Nobody thinks himself a bigot, Bishop Thomas. Nobody wakes up in the morning and looks in the mirror and thinks, "I am a racist." "I am a misogynist." "I am a homophobe." We know better than to believe that hatred and oppression and apathy only come from those with malicious and purposeful intent; they come from well-meaning people with convenient excuses for treating others as less than. Religion is historically the best such excuse.

As a non-Christian, I can go down to a courthouse tomorrow with my non-Christian boyfriend and get married and enjoy all the social and legal benefits without so much as mentioning God. And when I get married, it will have nothing to do with religion, but be a celebration of two autonomous people choosing to spend the rest of their lives together of their own free will because they recognize something sacred in one another and want to honor that partnership. (And let's not even delve into the sordid history of marriage as the original market for buying and selling virgin girls, hm?) If homosexuals apparently can't get married without the church being involved, then can I? Is my godless courthouse marriage automatically co-opted by you as "right" simply because it's mixed-gender? You will not define my marriage just as I cannot define yours. And neither can gays who can now legally marry.

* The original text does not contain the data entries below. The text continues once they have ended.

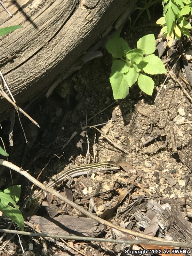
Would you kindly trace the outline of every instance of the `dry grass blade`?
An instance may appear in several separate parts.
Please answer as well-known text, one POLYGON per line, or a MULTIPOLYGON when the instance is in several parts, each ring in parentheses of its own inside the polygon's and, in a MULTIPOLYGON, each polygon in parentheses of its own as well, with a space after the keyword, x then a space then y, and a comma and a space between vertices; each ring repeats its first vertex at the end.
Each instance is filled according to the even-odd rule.
MULTIPOLYGON (((172 246, 182 246, 182 247, 186 247, 187 248, 192 248, 192 244, 189 244, 185 243, 178 243, 174 241, 170 241, 163 238, 155 237, 150 236, 140 233, 138 232, 136 232, 134 231, 133 231, 132 230, 129 230, 126 228, 116 226, 116 225, 113 224, 112 223, 103 220, 99 217, 98 217, 97 216, 96 216, 94 214, 91 213, 85 210, 83 207, 76 204, 72 201, 69 200, 66 197, 62 196, 59 192, 58 192, 57 191, 54 189, 50 188, 46 186, 45 186, 38 180, 37 180, 36 179, 34 178, 32 176, 31 176, 31 175, 27 172, 25 171, 22 170, 21 168, 20 168, 18 166, 17 166, 17 165, 14 164, 12 163, 8 162, 3 159, 0 159, 0 165, 6 166, 7 167, 11 168, 14 171, 15 171, 21 175, 25 176, 29 180, 30 180, 30 181, 33 183, 34 183, 36 185, 41 189, 43 189, 47 192, 51 193, 52 195, 54 195, 54 196, 55 196, 60 198, 60 199, 63 200, 67 204, 68 204, 77 210, 79 211, 80 212, 90 217, 92 219, 95 220, 96 221, 98 221, 99 223, 100 223, 104 225, 106 225, 110 228, 121 231, 125 234, 129 234, 129 235, 132 235, 136 237, 138 237, 144 239, 149 240, 151 242, 152 241, 153 243, 154 242, 155 242, 155 241, 161 242, 163 242, 164 245, 168 245, 172 246)), ((137 243, 135 243, 137 244, 137 243)), ((143 243, 143 244, 144 244, 144 243, 143 243)), ((156 243, 156 244, 157 244, 157 243, 156 243)))
POLYGON ((127 154, 127 151, 124 148, 123 148, 121 146, 118 145, 117 143, 116 143, 115 142, 115 141, 114 141, 111 139, 110 139, 110 138, 109 138, 109 137, 108 137, 107 135, 106 135, 104 133, 101 131, 99 129, 98 129, 97 128, 96 128, 96 127, 94 127, 94 126, 92 126, 92 128, 94 128, 94 129, 96 130, 98 132, 99 132, 101 136, 103 137, 104 138, 106 139, 108 141, 109 141, 109 142, 110 142, 110 143, 111 143, 116 148, 118 148, 121 151, 123 151, 123 152, 124 152, 126 154, 127 154))
POLYGON ((17 105, 16 105, 16 104, 15 104, 15 103, 14 103, 10 99, 7 94, 5 92, 1 87, 0 87, 0 93, 1 93, 3 97, 4 97, 4 98, 7 100, 8 100, 9 102, 10 102, 10 103, 11 103, 11 104, 12 104, 12 105, 14 106, 16 110, 19 111, 21 112, 21 113, 22 113, 23 115, 27 117, 29 119, 30 121, 31 121, 35 124, 36 125, 37 127, 39 127, 39 125, 38 123, 37 123, 36 121, 35 121, 34 119, 33 119, 33 118, 32 118, 30 116, 29 116, 28 114, 27 114, 27 113, 25 112, 24 110, 23 110, 22 108, 20 108, 19 107, 18 107, 17 105))

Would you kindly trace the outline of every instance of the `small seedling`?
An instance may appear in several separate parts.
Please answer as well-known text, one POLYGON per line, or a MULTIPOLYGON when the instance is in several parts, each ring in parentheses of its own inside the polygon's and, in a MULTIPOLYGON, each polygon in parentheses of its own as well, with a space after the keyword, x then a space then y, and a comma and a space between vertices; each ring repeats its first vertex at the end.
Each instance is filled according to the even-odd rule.
MULTIPOLYGON (((0 146, 0 154, 5 156, 9 155, 0 146)), ((0 211, 20 227, 24 228, 23 218, 16 203, 19 199, 21 193, 20 185, 12 186, 0 190, 0 211)))
POLYGON ((117 31, 106 45, 113 57, 109 81, 114 99, 125 98, 129 87, 137 81, 143 92, 152 95, 155 83, 145 73, 152 75, 166 72, 161 60, 153 54, 156 49, 154 35, 140 38, 137 43, 137 48, 131 50, 127 42, 119 37, 120 33, 117 31))
POLYGON ((3 192, 0 190, 0 211, 23 230, 23 218, 16 204, 19 200, 20 193, 20 185, 10 187, 3 192))
POLYGON ((163 15, 156 21, 163 28, 161 32, 166 37, 170 47, 173 39, 180 39, 182 35, 189 37, 191 25, 188 20, 192 16, 190 0, 163 0, 163 15), (187 17, 184 17, 187 15, 187 17))

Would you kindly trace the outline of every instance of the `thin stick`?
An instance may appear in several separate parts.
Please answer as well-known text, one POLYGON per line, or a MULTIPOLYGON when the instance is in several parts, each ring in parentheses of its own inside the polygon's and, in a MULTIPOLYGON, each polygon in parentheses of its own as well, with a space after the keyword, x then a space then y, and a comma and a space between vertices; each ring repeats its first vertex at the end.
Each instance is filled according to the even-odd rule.
MULTIPOLYGON (((144 234, 142 233, 140 233, 139 232, 136 232, 132 230, 130 230, 124 228, 122 228, 121 227, 117 226, 115 225, 112 223, 105 220, 103 220, 101 218, 96 216, 94 214, 91 213, 89 212, 86 211, 82 207, 79 205, 76 204, 75 203, 74 203, 72 201, 70 201, 67 197, 63 196, 61 195, 59 192, 54 190, 54 189, 50 188, 46 186, 45 186, 44 184, 41 183, 38 180, 37 180, 34 178, 32 176, 31 176, 29 173, 27 172, 26 172, 23 170, 22 168, 20 168, 18 166, 14 164, 8 162, 4 160, 3 159, 0 159, 0 165, 5 166, 9 168, 11 168, 13 170, 14 170, 16 172, 21 174, 21 175, 24 176, 26 178, 28 179, 29 180, 30 180, 33 183, 34 183, 37 186, 40 188, 41 189, 43 189, 49 193, 53 195, 54 196, 58 197, 60 199, 64 201, 67 204, 68 204, 69 205, 71 205, 73 207, 74 207, 75 209, 79 211, 80 212, 85 214, 86 216, 96 221, 103 224, 104 225, 106 225, 109 227, 112 228, 115 228, 117 230, 119 230, 122 232, 127 234, 129 234, 132 236, 134 236, 136 237, 141 237, 144 238, 144 239, 149 239, 150 240, 158 241, 159 242, 168 242, 171 243, 172 245, 174 245, 176 244, 178 244, 178 243, 176 241, 170 241, 170 240, 164 239, 163 238, 159 238, 158 237, 155 237, 152 236, 150 236, 145 235, 144 234)), ((0 230, 0 232, 1 230, 0 230)), ((42 234, 41 234, 42 236, 42 234)), ((192 244, 190 245, 190 246, 192 248, 192 244)), ((189 247, 189 244, 187 243, 180 243, 179 246, 184 247, 189 247)))
MULTIPOLYGON (((99 112, 98 112, 98 113, 97 113, 96 114, 95 114, 95 115, 94 115, 94 116, 92 116, 91 117, 90 117, 90 118, 89 118, 89 119, 88 119, 87 120, 87 122, 88 122, 89 121, 90 121, 90 120, 91 120, 91 119, 92 119, 92 118, 93 118, 93 117, 94 117, 95 116, 97 116, 99 114, 100 114, 100 113, 101 113, 103 111, 104 111, 104 110, 105 110, 106 109, 107 109, 107 108, 109 108, 109 107, 110 107, 112 105, 113 105, 115 103, 116 103, 116 102, 117 102, 117 100, 116 100, 115 101, 114 101, 114 102, 113 102, 112 103, 111 103, 111 104, 110 104, 107 107, 106 107, 106 108, 103 108, 103 109, 102 109, 99 112)), ((82 124, 85 124, 85 123, 86 123, 86 122, 84 122, 84 123, 82 123, 82 124)))
POLYGON ((11 99, 10 99, 10 98, 7 95, 7 94, 5 92, 1 87, 0 87, 0 93, 1 94, 2 96, 5 98, 5 99, 9 101, 10 103, 11 103, 11 104, 12 104, 12 105, 17 110, 19 111, 20 111, 24 116, 25 116, 27 117, 28 118, 30 121, 31 121, 32 123, 36 125, 37 127, 39 127, 39 125, 36 122, 36 121, 35 121, 35 120, 34 119, 33 119, 33 118, 32 118, 28 114, 27 114, 27 113, 24 111, 24 110, 23 110, 22 108, 20 108, 19 107, 16 105, 16 104, 15 104, 15 103, 12 101, 12 100, 11 99))
MULTIPOLYGON (((155 245, 170 245, 179 247, 185 247, 187 248, 192 248, 192 244, 187 244, 185 243, 178 243, 170 241, 169 242, 149 240, 119 240, 116 239, 107 239, 98 237, 88 237, 87 236, 62 236, 56 234, 45 234, 44 233, 34 233, 32 232, 27 232, 25 231, 20 231, 17 230, 11 230, 4 228, 0 228, 0 232, 11 234, 19 234, 24 236, 42 236, 44 237, 52 238, 62 238, 66 240, 80 240, 84 241, 94 241, 95 242, 104 242, 114 244, 153 244, 155 245)), ((153 238, 151 236, 152 238, 153 238)), ((165 239, 162 239, 162 240, 165 239)), ((167 240, 168 241, 168 240, 167 240)))
MULTIPOLYGON (((184 51, 183 51, 183 52, 182 53, 181 53, 181 54, 180 54, 180 56, 179 56, 179 57, 178 57, 178 59, 177 59, 177 60, 176 61, 176 62, 175 62, 175 63, 174 64, 174 65, 172 67, 172 69, 171 69, 171 70, 170 70, 170 71, 172 71, 172 69, 173 69, 173 68, 174 67, 174 66, 175 66, 175 64, 176 64, 176 63, 180 59, 180 57, 181 57, 181 56, 182 56, 183 55, 183 53, 184 53, 185 52, 185 50, 184 51)), ((159 89, 159 91, 158 92, 158 93, 157 93, 157 95, 156 95, 156 97, 155 97, 155 100, 154 100, 154 102, 155 102, 156 101, 156 99, 157 99, 157 97, 158 97, 158 95, 159 95, 159 93, 160 93, 160 92, 161 92, 161 89, 162 89, 162 88, 163 88, 163 86, 165 84, 165 82, 166 82, 166 81, 167 81, 167 78, 168 78, 168 77, 169 77, 169 75, 170 75, 170 72, 169 72, 169 74, 167 74, 167 76, 166 76, 166 78, 165 78, 165 80, 164 80, 164 82, 161 85, 161 88, 160 88, 160 89, 159 89)))
POLYGON ((127 154, 127 151, 126 149, 125 149, 123 147, 121 147, 121 146, 118 145, 117 143, 116 143, 115 142, 115 141, 114 141, 113 140, 112 140, 107 135, 105 134, 105 133, 101 131, 99 129, 98 129, 97 128, 96 128, 96 127, 95 127, 93 126, 93 128, 94 128, 94 129, 96 130, 98 132, 99 132, 102 137, 104 138, 105 138, 105 139, 106 139, 107 140, 108 140, 108 141, 112 144, 114 147, 118 148, 119 150, 120 150, 121 151, 123 151, 123 152, 124 152, 126 154, 127 154))
POLYGON ((5 6, 3 4, 3 3, 1 1, 1 0, 0 0, 0 4, 1 4, 2 6, 3 7, 3 8, 4 8, 4 9, 5 9, 5 10, 7 12, 7 13, 8 13, 9 15, 10 16, 11 16, 11 17, 13 17, 13 15, 11 13, 11 12, 8 10, 6 8, 5 6))
MULTIPOLYGON (((0 0, 0 2, 1 2, 1 0, 0 0)), ((1 70, 0 70, 0 76, 1 76, 1 78, 2 78, 2 80, 3 80, 3 83, 4 83, 4 84, 6 86, 6 88, 7 88, 7 91, 9 92, 9 94, 10 94, 10 95, 11 97, 12 98, 12 100, 13 100, 13 102, 14 102, 14 103, 15 103, 16 102, 16 101, 15 101, 15 100, 14 99, 14 97, 13 96, 13 95, 12 93, 11 92, 11 90, 10 90, 9 88, 9 86, 7 85, 7 82, 6 82, 6 81, 5 79, 4 78, 4 77, 3 76, 3 75, 2 74, 2 73, 1 72, 1 70)))
POLYGON ((173 81, 174 81, 174 82, 175 82, 176 83, 177 83, 179 85, 180 85, 180 86, 181 87, 181 89, 182 89, 182 91, 183 91, 183 93, 184 93, 184 94, 185 94, 185 95, 186 96, 187 96, 187 98, 189 100, 190 100, 191 101, 191 102, 192 102, 192 98, 191 98, 191 97, 188 94, 188 93, 186 92, 186 90, 185 90, 185 88, 183 87, 183 85, 180 82, 180 81, 179 81, 178 79, 177 79, 175 77, 174 77, 174 76, 173 76, 173 75, 171 74, 171 70, 170 70, 170 71, 169 71, 168 72, 169 72, 169 75, 172 78, 172 80, 173 80, 173 81))

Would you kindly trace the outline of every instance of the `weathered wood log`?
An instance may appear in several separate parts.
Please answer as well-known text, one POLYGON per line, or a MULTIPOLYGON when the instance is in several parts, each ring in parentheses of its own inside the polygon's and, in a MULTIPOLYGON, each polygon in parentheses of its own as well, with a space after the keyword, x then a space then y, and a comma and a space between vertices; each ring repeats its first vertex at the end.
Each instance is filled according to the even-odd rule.
MULTIPOLYGON (((0 38, 0 68, 19 105, 47 90, 61 74, 65 77, 70 74, 75 70, 72 65, 91 46, 118 28, 136 2, 4 1, 13 17, 0 8, 1 27, 23 27, 0 38)), ((0 121, 12 108, 1 96, 0 121)))

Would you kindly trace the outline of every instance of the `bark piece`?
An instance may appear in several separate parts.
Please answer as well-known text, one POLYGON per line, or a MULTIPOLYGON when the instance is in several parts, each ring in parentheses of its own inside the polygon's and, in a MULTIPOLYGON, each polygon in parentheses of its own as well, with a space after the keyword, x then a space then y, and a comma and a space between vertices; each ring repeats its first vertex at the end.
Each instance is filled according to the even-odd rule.
POLYGON ((34 215, 29 220, 38 225, 42 233, 58 235, 74 235, 95 237, 101 234, 104 226, 90 218, 78 216, 60 215, 57 217, 45 218, 34 215))
MULTIPOLYGON (((5 7, 13 17, 1 8, 0 25, 23 27, 0 38, 0 68, 17 103, 19 105, 42 93, 61 74, 65 78, 74 72, 77 65, 81 65, 81 56, 101 38, 105 39, 103 44, 110 31, 123 23, 121 17, 124 20, 125 15, 127 18, 130 15, 136 2, 6 1, 5 7), (9 60, 8 54, 13 63, 9 60)), ((97 45, 93 50, 100 46, 97 45)), ((0 122, 11 108, 0 97, 0 122)))

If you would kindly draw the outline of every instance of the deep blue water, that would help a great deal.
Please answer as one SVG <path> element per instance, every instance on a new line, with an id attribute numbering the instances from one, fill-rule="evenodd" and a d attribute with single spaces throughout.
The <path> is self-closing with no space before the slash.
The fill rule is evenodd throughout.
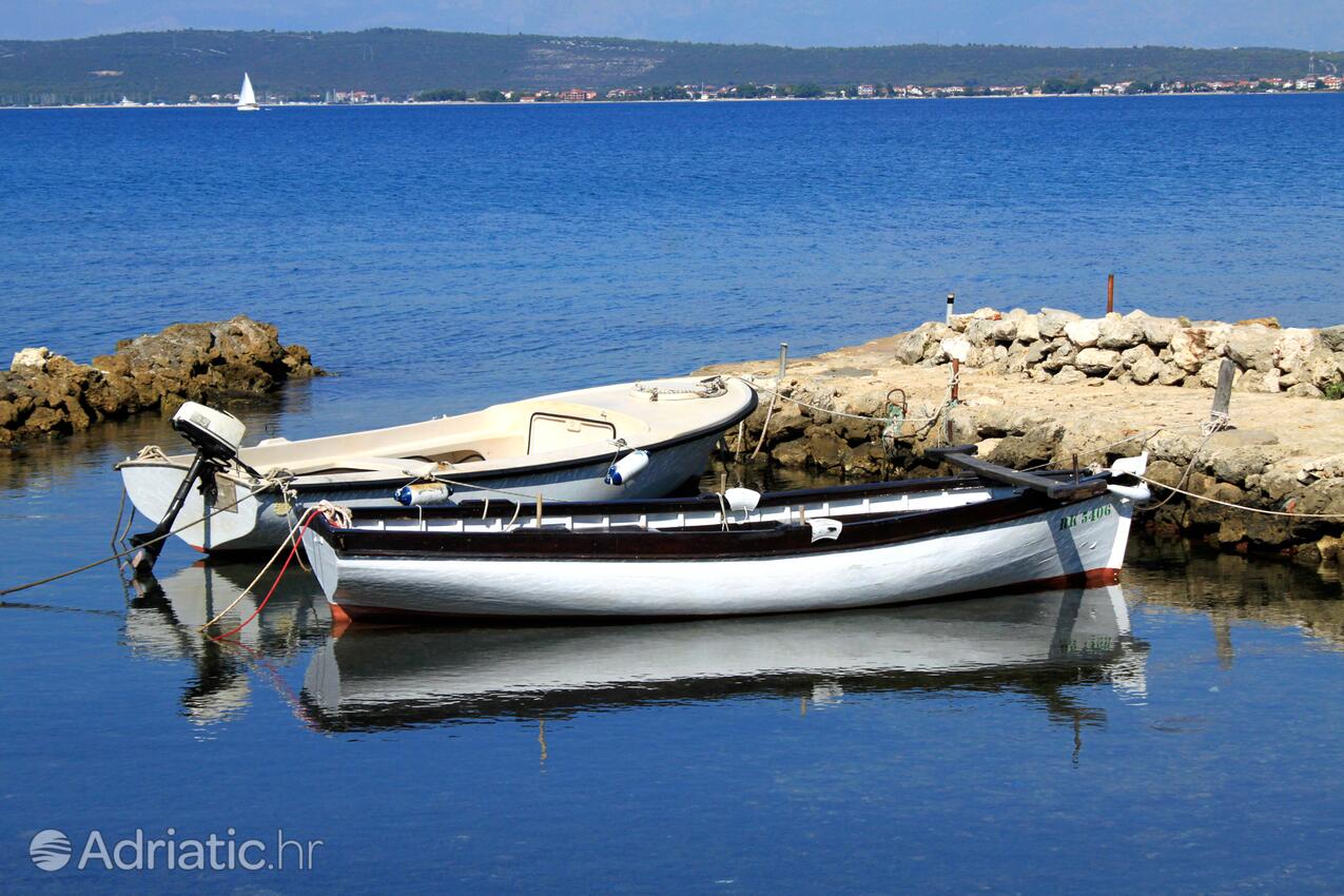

I say all that in order to say this to the church: You don't own marriage. You didn't make it up. Christianity isn't the only religion to consider it a sacrament and as I just explained, in many cases, it doesn't have anything to do with the church at all. We don't need the church to get married, and when the church starts excluding those who would otherwise gladly join the flock, no one will want it either.

And that, I think, is the most upsetting aspect of this official stance against the SCOTUS ruling: You didn't have to say anything. This has nothing to do with you or the church or religion. No one can force you to perform or recognize these marriages, and no one is even asking you to. That's your right. And you know that. But you still went out of your way to make this decree, to belittle the gay community and to distance yourself from them. To remind them, in case they thought otherwise for even a second, that there are still people and institutions and indeed, even entire countries that find them less than, unworthy of the same rights and dignities that the rest of us enjoy through no special effort of our own.

I will not be coming back to the church, but that doesn't mean I don't recognize the powerful good that such institutions can do and the peace, guidance, and clarity they provide for the faithful. Don't undermine the deep goodness the church is capable of by spreading seeds of discrimination and condemning yourself to irrelevance in the process.